Mengapa lelaki itu begitu penuh misteri.
***
“Apa kau yakin dia Alana tunanganku?”
“Iya, Tuan. Dia Alana tunangan Anda.” Rayner berkata penuh keyakinan.
Justin sibuk dalam pikirannya. “Apa saja informasi yang kau dapatkan?” Dia bertanya lagi seolah tak percaya dengan ucapan asisten pribadi sekaligus orang kepercayaannya.
“Aku melihatnya keluar masuk apartemennya seperti biasa. Dia juga memimpin rapat komisaris pagi ini. Tidak ada yang mencurigakan darinya. Memangnya Nona Alana punya saudara kembar? Mengapa Anda begitu mencurigainya?”
“Sudahlah, jangan kau pikirkan lagi. Beritahu aku jika ada masalah di perusahaan. Mulai Senin besok aku akan mulai bekerja.”
“Ta-tapi Tuan, kondisi Anda … “ Rayner tak berani melanjutkan kata-katanya.
Kondisi Justin belum begitu pulih. Ia masih harus mengenakan gips di kakinya dan perban yang menutupi kedua matanya. Bagaimana bisa dia pergi bekerja dengan kondisinya saat ini.
“Aku tahu aku sekarang buta dan lumpuh, Rayner. Tapi aku bukan pria yang harus kau kasihani.”
“Bukan begitu maksud saya.”
“Sudahlah, Rayner. Aku bosan dengan aroma obat di ruangan ini. Aku butuh udara segar dan bekerja akan membuatku kembali hidup setelah sebulan aku seperti orang sekarat di sini,” gumam Justin keras kepala seperti biasa.
Rayner tak bisa membantah ucapan Justin. Apa yang diucapkan lelaki itu adalah mutlak. Meski ia keberatan jika bosnya bekerja sedangkan kondisinya belum cukup kuat untuk mulai bekerja.
“Sekarang pergilah, Rayner. Aku memberimu libur besok. Persiapkan dirimu untuk hari Senin. Karena kau akan menjadi mata dan kakiku mulai hari itu.”
Rayner menelan salivanya mendengar ucapan Justin yang terdengar seperti putusan hakim di persidangan.
***
Dari balik ruang kerjanya yang membosankan, Selena tak sengaja mencuri dengar sebuah berita penting yang akan menjadi akhir dari penyamarannya. Sekretarisnya Diana muncul dan mengatakan kalau Tuan Justin akan mulai bekerja Senin besok. Hingga waktu itu tiba, Selena harus bekerja ekstra keras menjadi sosok Alana agar lelaki itu tidak mencurigainya.
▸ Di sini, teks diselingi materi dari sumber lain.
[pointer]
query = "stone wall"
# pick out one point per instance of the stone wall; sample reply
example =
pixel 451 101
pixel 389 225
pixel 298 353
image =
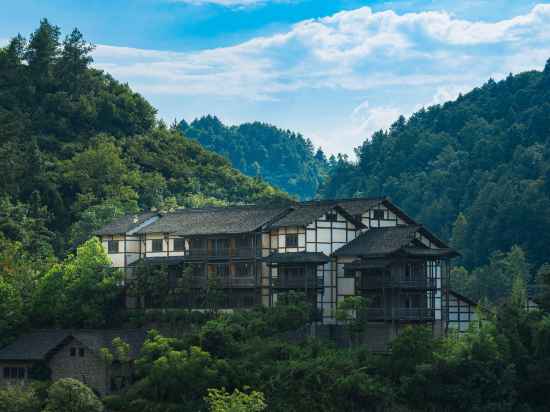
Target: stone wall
pixel 85 366
pixel 25 366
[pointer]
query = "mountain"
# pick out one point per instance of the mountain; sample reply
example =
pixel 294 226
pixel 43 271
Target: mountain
pixel 476 170
pixel 283 158
pixel 79 148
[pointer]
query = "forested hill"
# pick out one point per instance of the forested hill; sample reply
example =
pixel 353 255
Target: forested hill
pixel 479 165
pixel 281 157
pixel 78 148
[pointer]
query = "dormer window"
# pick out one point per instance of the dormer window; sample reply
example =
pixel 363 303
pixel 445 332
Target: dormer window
pixel 113 246
pixel 157 245
pixel 378 214
pixel 331 216
pixel 291 240
pixel 179 245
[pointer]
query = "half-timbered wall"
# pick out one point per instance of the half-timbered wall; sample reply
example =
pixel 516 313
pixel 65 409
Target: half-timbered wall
pixel 461 313
pixel 325 234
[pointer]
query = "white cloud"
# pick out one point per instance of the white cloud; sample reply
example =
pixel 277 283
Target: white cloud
pixel 353 50
pixel 395 61
pixel 229 3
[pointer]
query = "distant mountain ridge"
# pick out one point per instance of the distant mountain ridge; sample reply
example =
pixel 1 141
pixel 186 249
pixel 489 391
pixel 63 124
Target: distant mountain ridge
pixel 283 158
pixel 79 148
pixel 476 170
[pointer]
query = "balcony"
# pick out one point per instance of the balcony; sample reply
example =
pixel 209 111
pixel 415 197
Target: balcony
pixel 201 282
pixel 222 253
pixel 401 314
pixel 367 282
pixel 312 282
pixel 238 282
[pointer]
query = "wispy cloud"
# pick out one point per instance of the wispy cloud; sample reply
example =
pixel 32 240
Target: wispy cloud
pixel 414 59
pixel 230 3
pixel 355 50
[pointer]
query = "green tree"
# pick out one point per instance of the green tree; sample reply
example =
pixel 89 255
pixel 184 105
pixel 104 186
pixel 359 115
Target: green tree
pixel 219 400
pixel 18 398
pixel 70 395
pixel 543 282
pixel 353 312
pixel 11 307
pixel 81 291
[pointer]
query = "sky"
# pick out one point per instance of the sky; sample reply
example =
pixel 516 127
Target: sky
pixel 334 70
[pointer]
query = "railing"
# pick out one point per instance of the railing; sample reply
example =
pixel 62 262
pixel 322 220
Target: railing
pixel 378 283
pixel 238 282
pixel 222 252
pixel 201 282
pixel 312 282
pixel 404 314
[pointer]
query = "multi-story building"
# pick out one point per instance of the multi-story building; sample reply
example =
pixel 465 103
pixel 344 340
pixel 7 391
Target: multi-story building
pixel 325 249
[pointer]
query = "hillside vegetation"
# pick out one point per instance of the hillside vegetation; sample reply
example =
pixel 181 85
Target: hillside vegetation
pixel 79 148
pixel 476 170
pixel 283 158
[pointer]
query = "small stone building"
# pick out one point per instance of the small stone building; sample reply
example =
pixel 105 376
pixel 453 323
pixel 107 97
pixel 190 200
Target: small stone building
pixel 56 354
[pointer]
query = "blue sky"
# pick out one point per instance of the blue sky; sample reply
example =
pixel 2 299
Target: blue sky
pixel 335 70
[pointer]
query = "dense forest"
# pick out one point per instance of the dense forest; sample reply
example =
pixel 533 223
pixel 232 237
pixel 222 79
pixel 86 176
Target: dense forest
pixel 475 170
pixel 253 360
pixel 79 148
pixel 281 157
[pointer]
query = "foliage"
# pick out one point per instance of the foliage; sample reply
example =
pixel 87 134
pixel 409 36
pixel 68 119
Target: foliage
pixel 219 400
pixel 19 398
pixel 11 307
pixel 70 395
pixel 81 291
pixel 79 149
pixel 281 157
pixel 476 170
pixel 494 280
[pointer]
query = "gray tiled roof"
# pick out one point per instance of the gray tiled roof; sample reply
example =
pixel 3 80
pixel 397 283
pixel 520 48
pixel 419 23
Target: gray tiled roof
pixel 303 214
pixel 219 220
pixel 420 252
pixel 125 224
pixel 37 345
pixel 379 241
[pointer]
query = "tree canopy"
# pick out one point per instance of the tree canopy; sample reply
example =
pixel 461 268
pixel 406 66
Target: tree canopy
pixel 283 158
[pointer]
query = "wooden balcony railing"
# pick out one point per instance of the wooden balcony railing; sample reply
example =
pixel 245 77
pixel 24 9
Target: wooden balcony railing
pixel 403 314
pixel 201 282
pixel 312 282
pixel 222 252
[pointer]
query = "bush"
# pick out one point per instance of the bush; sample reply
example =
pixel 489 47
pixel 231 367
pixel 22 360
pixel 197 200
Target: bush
pixel 70 395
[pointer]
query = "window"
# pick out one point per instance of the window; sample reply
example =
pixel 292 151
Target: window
pixel 14 373
pixel 221 270
pixel 157 245
pixel 293 272
pixel 179 245
pixel 113 246
pixel 331 216
pixel 378 214
pixel 243 269
pixel 292 240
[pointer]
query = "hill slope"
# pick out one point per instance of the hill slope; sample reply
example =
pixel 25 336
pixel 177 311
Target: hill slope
pixel 281 157
pixel 485 156
pixel 79 148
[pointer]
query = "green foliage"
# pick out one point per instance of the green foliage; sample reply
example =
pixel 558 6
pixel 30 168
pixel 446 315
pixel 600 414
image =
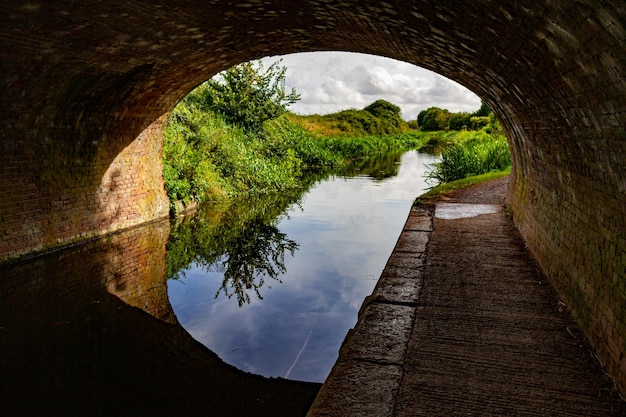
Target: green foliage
pixel 246 95
pixel 378 118
pixel 434 118
pixel 443 189
pixel 481 154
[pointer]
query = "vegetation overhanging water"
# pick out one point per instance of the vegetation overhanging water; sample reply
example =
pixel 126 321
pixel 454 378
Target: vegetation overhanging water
pixel 274 283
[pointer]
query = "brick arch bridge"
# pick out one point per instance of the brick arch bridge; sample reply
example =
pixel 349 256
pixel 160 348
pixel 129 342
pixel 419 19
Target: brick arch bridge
pixel 85 86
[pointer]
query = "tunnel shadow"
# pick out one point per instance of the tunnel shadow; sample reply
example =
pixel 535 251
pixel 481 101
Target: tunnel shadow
pixel 89 331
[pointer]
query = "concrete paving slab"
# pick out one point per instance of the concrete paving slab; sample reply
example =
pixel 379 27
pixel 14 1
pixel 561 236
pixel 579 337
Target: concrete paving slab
pixel 381 334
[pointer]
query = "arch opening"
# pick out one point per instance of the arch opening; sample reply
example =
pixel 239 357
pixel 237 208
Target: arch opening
pixel 84 91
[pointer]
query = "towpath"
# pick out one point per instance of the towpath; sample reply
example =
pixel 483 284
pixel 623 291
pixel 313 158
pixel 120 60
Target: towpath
pixel 463 322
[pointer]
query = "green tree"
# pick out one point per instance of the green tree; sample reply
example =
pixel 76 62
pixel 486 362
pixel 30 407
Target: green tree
pixel 433 118
pixel 459 121
pixel 387 111
pixel 247 94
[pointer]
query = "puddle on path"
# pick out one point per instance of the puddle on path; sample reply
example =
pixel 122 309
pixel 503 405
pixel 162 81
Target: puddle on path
pixel 452 211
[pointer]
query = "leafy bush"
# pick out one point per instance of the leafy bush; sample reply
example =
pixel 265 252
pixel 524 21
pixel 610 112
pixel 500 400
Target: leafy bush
pixel 246 95
pixel 482 154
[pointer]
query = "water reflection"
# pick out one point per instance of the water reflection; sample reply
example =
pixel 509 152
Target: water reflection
pixel 342 232
pixel 239 240
pixel 89 331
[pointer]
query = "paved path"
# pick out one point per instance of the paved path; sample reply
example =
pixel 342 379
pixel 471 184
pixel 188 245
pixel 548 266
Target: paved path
pixel 463 322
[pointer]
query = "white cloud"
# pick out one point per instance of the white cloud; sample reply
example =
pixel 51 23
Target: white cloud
pixel 333 81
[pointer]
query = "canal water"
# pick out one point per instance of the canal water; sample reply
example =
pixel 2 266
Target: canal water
pixel 272 285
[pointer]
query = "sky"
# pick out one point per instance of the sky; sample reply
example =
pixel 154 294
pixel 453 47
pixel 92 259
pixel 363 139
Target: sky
pixel 332 81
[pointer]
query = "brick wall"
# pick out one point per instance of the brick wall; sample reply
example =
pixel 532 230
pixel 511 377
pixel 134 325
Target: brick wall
pixel 84 88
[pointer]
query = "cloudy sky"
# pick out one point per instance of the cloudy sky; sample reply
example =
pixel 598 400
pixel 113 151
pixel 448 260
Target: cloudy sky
pixel 333 81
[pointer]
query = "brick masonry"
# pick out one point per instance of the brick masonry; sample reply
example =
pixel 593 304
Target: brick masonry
pixel 84 87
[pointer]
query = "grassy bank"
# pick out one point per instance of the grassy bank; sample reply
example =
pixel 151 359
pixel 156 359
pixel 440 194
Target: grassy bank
pixel 207 159
pixel 443 189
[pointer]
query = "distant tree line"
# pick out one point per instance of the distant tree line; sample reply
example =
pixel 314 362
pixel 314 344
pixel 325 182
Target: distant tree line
pixel 435 118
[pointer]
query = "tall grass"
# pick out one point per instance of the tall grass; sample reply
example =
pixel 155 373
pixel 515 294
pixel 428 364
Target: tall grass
pixel 475 156
pixel 207 159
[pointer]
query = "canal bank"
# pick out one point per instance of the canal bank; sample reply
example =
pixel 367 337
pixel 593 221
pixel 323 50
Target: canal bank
pixel 463 322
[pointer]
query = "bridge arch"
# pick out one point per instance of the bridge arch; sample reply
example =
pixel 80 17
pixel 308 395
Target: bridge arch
pixel 85 86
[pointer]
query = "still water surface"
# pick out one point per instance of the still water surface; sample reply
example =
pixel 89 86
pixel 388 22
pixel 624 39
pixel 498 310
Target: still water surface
pixel 318 260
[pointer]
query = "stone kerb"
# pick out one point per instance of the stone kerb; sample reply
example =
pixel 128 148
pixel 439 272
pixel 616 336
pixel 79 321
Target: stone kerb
pixel 367 376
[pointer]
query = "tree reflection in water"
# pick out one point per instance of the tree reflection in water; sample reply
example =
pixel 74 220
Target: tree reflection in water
pixel 259 251
pixel 239 239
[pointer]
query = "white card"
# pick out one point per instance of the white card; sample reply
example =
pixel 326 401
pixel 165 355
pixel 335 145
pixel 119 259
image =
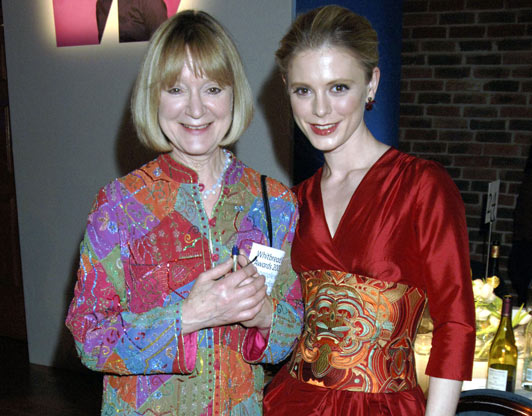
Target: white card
pixel 268 262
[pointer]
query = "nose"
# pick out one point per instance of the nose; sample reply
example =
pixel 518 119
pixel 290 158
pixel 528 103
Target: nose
pixel 321 105
pixel 195 107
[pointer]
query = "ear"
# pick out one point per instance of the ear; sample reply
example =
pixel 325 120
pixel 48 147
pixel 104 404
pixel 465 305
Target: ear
pixel 373 83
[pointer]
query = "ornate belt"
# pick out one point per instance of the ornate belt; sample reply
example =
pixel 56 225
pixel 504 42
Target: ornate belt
pixel 359 333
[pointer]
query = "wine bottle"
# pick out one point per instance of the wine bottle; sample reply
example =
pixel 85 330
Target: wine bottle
pixel 527 365
pixel 502 361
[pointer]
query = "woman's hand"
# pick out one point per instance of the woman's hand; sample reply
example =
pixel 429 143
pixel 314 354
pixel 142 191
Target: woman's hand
pixel 443 396
pixel 221 297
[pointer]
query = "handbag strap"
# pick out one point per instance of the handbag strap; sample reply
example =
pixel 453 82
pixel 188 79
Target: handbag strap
pixel 267 208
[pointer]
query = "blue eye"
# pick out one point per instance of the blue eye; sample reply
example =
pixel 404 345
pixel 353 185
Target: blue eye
pixel 214 90
pixel 340 88
pixel 301 91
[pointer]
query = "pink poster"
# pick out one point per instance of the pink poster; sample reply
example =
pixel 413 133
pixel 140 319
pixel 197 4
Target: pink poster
pixel 75 22
pixel 82 22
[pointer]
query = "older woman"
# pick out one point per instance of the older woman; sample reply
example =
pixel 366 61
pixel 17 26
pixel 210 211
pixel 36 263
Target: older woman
pixel 380 232
pixel 158 306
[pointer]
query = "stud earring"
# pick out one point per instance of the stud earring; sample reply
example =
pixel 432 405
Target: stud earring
pixel 369 104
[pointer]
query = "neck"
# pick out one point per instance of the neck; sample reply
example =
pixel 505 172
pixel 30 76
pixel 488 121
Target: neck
pixel 358 154
pixel 208 167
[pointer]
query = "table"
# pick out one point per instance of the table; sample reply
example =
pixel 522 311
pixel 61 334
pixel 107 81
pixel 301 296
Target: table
pixel 480 373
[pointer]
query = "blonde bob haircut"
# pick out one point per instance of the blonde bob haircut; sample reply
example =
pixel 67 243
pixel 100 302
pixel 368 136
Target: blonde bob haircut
pixel 196 39
pixel 330 26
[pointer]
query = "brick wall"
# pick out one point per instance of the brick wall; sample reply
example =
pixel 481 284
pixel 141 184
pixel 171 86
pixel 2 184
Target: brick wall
pixel 467 101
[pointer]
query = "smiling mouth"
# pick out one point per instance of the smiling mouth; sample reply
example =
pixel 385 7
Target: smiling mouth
pixel 191 127
pixel 324 129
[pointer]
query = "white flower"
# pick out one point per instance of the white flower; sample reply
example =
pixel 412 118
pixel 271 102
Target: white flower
pixel 486 293
pixel 477 287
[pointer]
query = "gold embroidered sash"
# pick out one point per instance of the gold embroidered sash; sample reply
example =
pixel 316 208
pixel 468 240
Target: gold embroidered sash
pixel 359 333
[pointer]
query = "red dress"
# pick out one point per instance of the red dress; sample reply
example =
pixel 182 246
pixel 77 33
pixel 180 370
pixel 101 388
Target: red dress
pixel 402 239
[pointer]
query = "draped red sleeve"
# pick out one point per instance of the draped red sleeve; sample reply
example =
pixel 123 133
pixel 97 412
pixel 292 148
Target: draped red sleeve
pixel 405 223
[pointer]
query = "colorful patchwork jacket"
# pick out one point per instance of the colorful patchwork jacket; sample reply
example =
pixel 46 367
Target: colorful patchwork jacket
pixel 147 239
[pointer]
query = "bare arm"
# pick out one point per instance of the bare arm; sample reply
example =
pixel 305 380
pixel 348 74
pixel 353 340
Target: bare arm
pixel 443 396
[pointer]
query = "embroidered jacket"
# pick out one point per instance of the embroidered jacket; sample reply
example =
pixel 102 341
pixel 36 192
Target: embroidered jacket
pixel 147 239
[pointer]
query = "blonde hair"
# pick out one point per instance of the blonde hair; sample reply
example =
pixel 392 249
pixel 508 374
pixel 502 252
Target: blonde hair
pixel 196 38
pixel 332 26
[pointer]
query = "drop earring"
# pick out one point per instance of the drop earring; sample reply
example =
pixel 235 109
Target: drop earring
pixel 369 104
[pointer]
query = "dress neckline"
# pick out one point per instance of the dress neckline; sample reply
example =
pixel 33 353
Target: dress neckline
pixel 379 161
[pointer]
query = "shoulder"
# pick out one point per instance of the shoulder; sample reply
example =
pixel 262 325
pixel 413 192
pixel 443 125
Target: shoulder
pixel 118 189
pixel 419 171
pixel 276 189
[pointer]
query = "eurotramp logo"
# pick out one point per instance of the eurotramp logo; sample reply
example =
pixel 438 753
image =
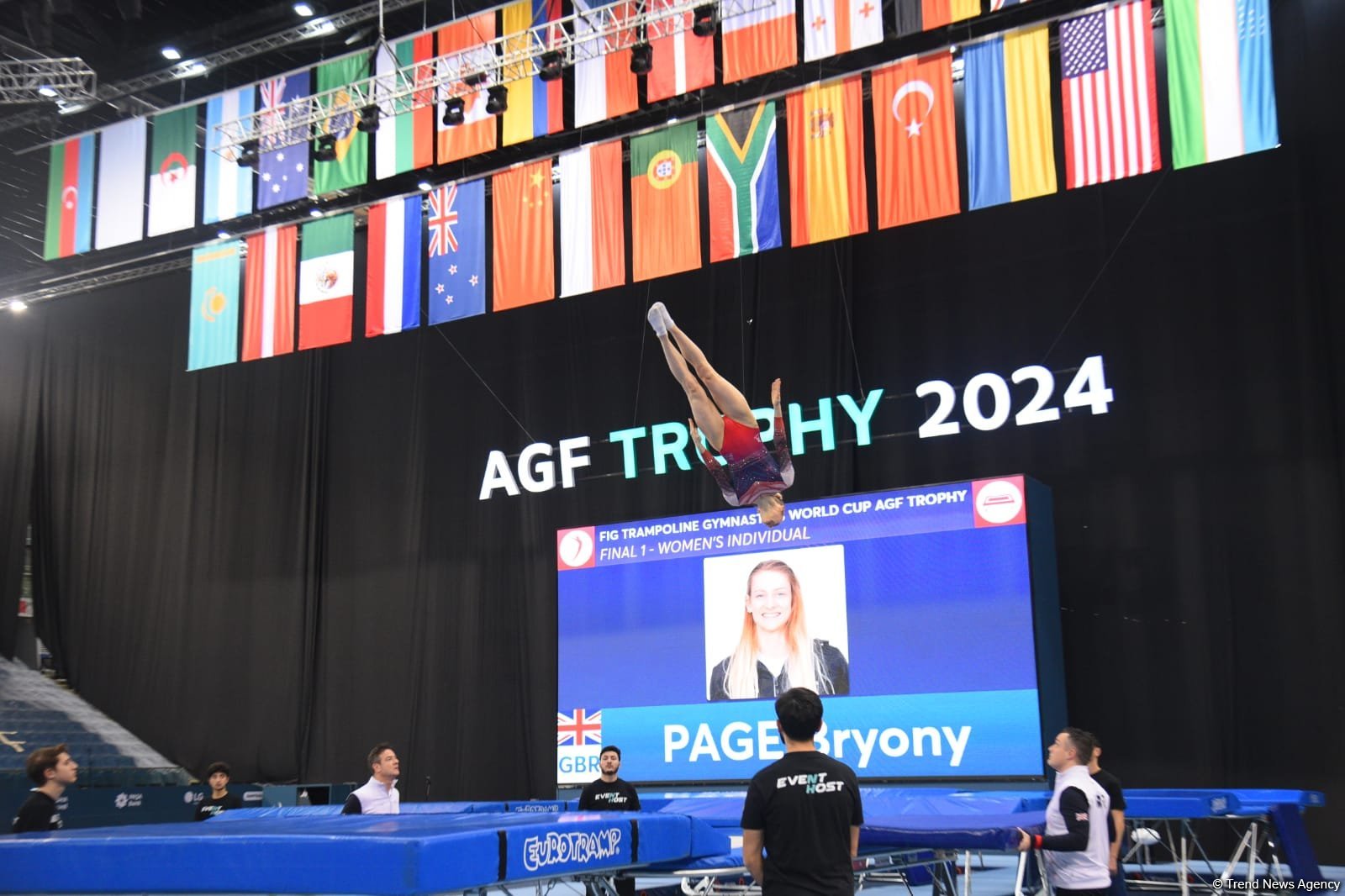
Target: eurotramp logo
pixel 556 848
Berita itu cukup mengejutkan Alana yang baru saja mendarat di benua biru, Eropa. Selama beberapa saat ia akan bersembunyi hingga waktunya tiba sesuai rencana semula.
“Apa kau yakin?”
“Yakin, Bu. Sekretaris Ibu sendiri yang bilang padaku.”
“Hmmm … “ Alana tenggelam dalam pikirannya. Mencari cara supaya Justin yang mendadak kembali ke bekerja tidak mencurigai Selena bukanlah dirinya. “Kau sendiri bagaimana? Apa kau sudah menghapal semua yang kusuruh?”
“Beberapa hal sudah ku hapal di luar kepala. Sisanya aku masih perlu sedikit waktu.”
“Baiklah kalau begitu, aku akan menyuruh Dan membantumu menghapal semua pekerjaanku di kantor.”
“Tidak bisakah aku melakukannya sendiri tanpa bantuan Tuan Daniel?” tanya Selena sedikit keberatan jika ia harus berurusan dengan lelaki yang mencuri ciumannya. Bibirnya bahkan masih terasa bengkak akibat ciumannya yang kasar. Berbeda sekali dengan ciuman Justin yang lembut.
‘Sadarlah Selena, kenapa kau tiba-tiba memikirkan lelaki itu?’ Selena mengomeli dirinya sendiri. ‘Fokus! Demi uang yang akan membuatmu hidup makmur bersama ibumu.’ Ia berkata sendiri untuk menyemangati dirinya.
Pekerjaan ini memang berisiko, tapi sebanding dengan uang yang akan ia peroleh.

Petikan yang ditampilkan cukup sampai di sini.